Princeton and CMU have developed a new class of selective state space models (SSMs) called Mamba sequence model that operates at subquadratic-time and is more efficient than earlier models for sequence modeling.
Mamba is a fully recurrent model with properties that make it an appropriate backbone for general foundation models operating on sequences.
The model is effective in language, audio, and genomics and can scale linearly in sequence length, offering fast training and inference, and allowing for long context.
Mamba outperforms prior state-of-the-art models such as Transformers on modeling audio waveforms and DNA sequences, both in pretraining quality, and downstream metrics.
Mamba is the first linear-time sequence model that truly achieves Transformer-quality performance, both in pretraining perplexity, and downstream evaluations.
Performance improvements have been observed that reach up to 1 million-length sequences.
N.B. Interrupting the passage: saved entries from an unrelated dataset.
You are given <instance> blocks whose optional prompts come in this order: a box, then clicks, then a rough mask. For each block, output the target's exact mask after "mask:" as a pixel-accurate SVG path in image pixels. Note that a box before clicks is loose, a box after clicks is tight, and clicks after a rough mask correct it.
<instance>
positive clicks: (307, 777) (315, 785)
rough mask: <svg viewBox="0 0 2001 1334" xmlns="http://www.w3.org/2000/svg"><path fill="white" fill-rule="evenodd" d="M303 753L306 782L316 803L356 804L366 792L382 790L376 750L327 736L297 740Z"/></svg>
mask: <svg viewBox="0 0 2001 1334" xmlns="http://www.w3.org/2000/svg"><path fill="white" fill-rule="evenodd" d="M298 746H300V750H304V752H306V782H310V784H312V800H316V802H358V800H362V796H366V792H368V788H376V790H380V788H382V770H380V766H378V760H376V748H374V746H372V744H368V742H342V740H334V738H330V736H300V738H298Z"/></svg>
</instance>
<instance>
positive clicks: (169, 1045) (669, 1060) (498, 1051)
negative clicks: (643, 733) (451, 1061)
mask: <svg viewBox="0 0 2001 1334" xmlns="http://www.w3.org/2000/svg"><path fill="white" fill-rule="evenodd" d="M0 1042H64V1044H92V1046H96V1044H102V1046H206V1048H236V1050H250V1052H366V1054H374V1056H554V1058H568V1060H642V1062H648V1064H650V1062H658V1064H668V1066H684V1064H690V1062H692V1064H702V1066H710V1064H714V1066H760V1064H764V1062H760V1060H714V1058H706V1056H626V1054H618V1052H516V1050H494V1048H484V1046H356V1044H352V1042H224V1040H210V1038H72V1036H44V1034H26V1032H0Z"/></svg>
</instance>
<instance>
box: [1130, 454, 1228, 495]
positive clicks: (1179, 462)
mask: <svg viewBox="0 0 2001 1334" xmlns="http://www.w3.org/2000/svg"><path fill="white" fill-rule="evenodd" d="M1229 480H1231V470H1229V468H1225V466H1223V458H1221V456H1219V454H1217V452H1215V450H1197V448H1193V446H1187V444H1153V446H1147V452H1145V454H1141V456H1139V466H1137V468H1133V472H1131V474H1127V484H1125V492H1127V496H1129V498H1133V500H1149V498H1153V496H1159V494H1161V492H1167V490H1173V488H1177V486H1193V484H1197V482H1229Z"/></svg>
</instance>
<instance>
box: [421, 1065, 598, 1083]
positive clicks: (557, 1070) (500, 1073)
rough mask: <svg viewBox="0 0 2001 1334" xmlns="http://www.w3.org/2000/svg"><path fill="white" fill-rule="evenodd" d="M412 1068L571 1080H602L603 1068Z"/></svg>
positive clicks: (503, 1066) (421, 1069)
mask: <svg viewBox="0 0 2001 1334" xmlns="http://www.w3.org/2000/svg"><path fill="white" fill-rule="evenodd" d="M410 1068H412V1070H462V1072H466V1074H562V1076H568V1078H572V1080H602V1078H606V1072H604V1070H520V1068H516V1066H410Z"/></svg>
The selective SSM's simplicity in filtering out irrelevant information allows the model to remember relevant information indefinitely.
The hardware-aware algorithm that computes the model recurrently with a scan helps overcome the simple selection mechanism's technical challenge.
Mamba language model has 5x generation throughput compared to Transformers of similar size and is designed to combine prior SSM architectures with MLP blocks of Transformers into a single homogenous architecture.
The Mamba-3B model outperforms Transformers of similar size and matches Transformers twice its size, both in pretraining and downstream evaluation.